Discret, donc. Moins, toutefois, que J.K. Rowling qui, au fil de l'aventure, est devenue une amie précieuse. Au point où il a fini par pouvoir se mouler à la manière de penser de la romancière, à deviner quelques bribes des intrigues à venir ou la véritable nature de certains personnages. Ce qui l'a aidé à couper, à concentrer. À adapter, quoi. Tout en respectant.

Une fois, une seule, il a erré. Pas qu'un peu. «J'aimais Dobby dans les livres, mais je n'aimais pas son apparence à l'écran, dans La chambre des secrets. L'effet en CGI me déplaisait, le personnage n'avait pas l'air «vrai». C'est pour ça que quand j'ai travaillé sur La coupe de feu, j'ai beaucoup coupé dans son rôle. Il ne faisait pour ainsi dire qu'entrer ou sortir d'une pièce. Jo a lu le scénario et m'a dit: «J'aime beaucoup, mais tu dois remettre Dobby sinon tu vas avoir des problèmes plus tard. Il a une importance cruciale dans ce qui va arriver.» C'est la seule fois qu'elle a été aussi précise. Autrement, quand je lui posais des questions, elle répondait en général par un sourire ou un clin d'oeil, et me disait de suivre les personnages, de suivre Harry.»

Fil à retordre

C'est aussi ce roman, le quatrième, le premier des «plus longs», qui lui a donné le plus de fil à retordre: «Dans ma tête et dans celle de Mike Newell, qui l'a réalisé, il y avait là deux films. C'est d'ailleurs le long métrage qui m'est le plus difficile à regarder, même si j'ai eu du bon temps avec Mike», admet-il. Car la production n'est pas allée de l'avant avec l'idée de couper le livre en deux. Mais avec l'expérience concluante des Reliques de la mort, David Heyman a laissé entendre en conférence de presse que si c'était en refaire, il suivrait l'idée du scénariste.

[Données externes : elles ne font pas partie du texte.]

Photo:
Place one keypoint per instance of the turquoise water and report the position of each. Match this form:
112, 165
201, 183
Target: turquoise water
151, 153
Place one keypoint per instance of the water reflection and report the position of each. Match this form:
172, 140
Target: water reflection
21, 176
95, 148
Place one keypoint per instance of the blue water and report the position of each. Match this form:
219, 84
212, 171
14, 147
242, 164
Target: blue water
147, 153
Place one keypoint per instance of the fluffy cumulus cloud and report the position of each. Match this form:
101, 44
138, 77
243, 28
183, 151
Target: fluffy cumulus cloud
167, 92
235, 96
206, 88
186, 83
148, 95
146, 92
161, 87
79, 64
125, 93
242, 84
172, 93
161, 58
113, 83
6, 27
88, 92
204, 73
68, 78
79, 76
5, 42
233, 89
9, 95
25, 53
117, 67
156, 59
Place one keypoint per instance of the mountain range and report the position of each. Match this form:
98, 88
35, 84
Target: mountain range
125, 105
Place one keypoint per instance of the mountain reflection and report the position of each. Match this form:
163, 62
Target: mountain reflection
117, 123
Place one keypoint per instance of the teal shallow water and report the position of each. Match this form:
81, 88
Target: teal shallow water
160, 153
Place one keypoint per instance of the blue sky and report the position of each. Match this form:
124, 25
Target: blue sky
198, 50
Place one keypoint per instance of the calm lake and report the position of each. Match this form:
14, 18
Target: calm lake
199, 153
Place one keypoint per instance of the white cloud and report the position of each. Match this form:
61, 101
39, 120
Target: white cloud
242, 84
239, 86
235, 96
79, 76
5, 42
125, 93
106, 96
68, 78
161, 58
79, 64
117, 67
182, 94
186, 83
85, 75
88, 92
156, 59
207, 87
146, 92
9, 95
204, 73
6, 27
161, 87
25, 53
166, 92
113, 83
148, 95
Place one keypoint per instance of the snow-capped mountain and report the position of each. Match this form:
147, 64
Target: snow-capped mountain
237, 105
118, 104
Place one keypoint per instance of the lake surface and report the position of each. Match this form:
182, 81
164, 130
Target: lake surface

Pour ce dernier, la page - un tas de pages en fait - est tournée depuis des mois. Après avoir mis le point final au huitième Harry Potter, il s'est penché sur un autre univers et a signé le scénario du très attendu The Amazing Spider-Man de Marc Webb. Et si ses plans immédiats, après la promotion des Reliques de la mort, ont la couleur des vacances, il se concentrera bientôt sur un projet qu'il a repoussé depuis très (trop) longtemps: l'adaptation de The Curious Incident of the Dog in the Night-Time de Mark Haddon, qu'il compte aussi réaliser. Et, ainsi, retourner à un pan de sa carrière qu'il a mis de côté pour Harry Potter.

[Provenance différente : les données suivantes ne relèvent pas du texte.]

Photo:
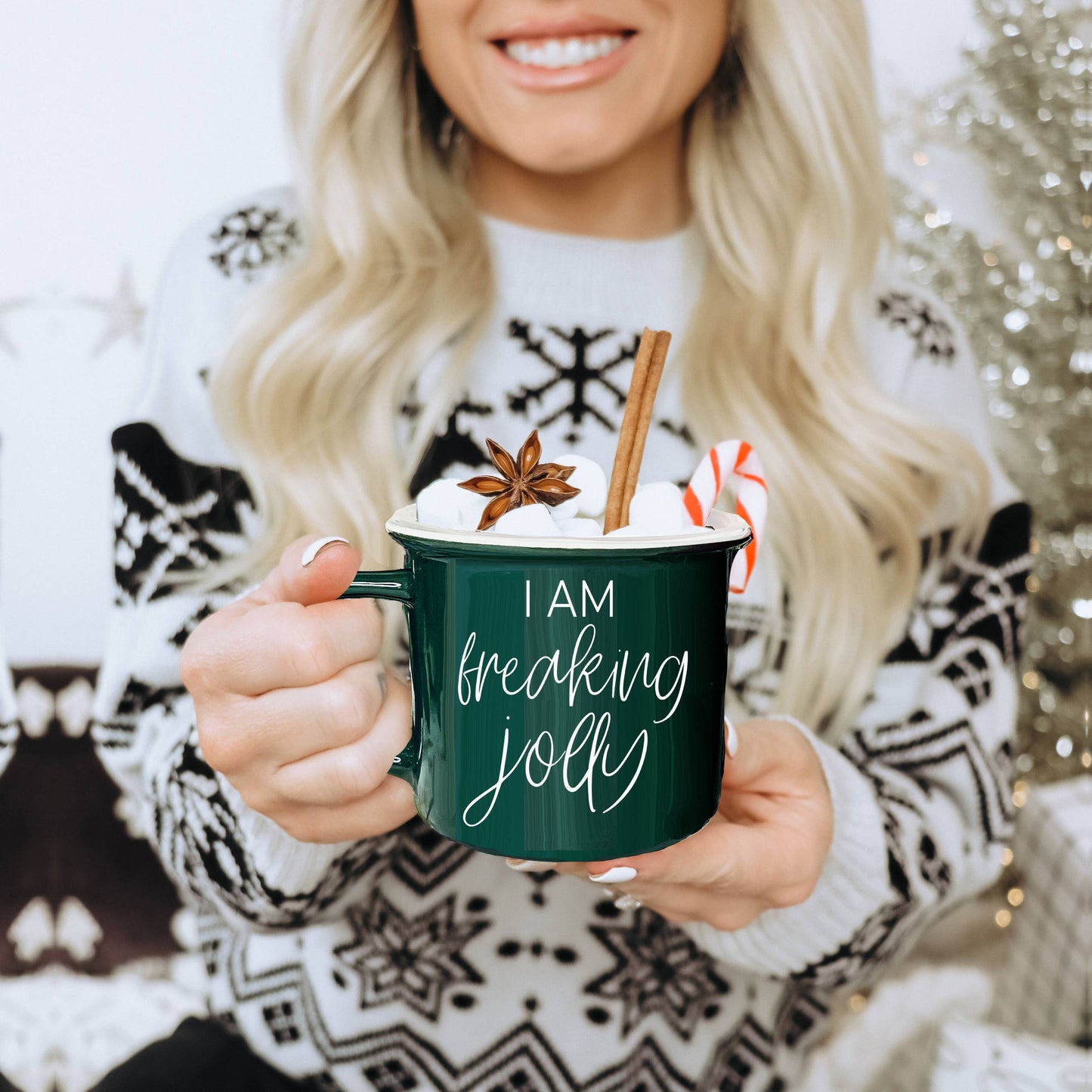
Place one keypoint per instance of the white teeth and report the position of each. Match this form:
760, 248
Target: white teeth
568, 53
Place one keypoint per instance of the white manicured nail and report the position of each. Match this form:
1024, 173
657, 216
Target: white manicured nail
318, 546
733, 738
620, 875
530, 866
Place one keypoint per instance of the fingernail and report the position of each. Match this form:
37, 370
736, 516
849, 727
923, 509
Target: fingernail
620, 875
529, 866
318, 546
733, 738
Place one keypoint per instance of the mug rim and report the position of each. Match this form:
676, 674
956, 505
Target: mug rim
728, 527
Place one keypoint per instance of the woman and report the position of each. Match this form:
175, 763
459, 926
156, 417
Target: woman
491, 198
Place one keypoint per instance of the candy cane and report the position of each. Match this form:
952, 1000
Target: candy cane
738, 459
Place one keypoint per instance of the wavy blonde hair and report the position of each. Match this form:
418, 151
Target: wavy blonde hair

On ne peut que lui en être reconnaissant: ils se sont bien servis l'un l'autre, le scénariste et le jeune sorcier; et une partie du succès de cette franchise revient incontestablement à Steve Kloves.

Harry Potter and the Deathly Hallows - Part 2 (Harry Potter et les reliques de la mort - 2e partie) prend l'affiche vendredi. Les frais de voyage ont été payés par Warner Bros.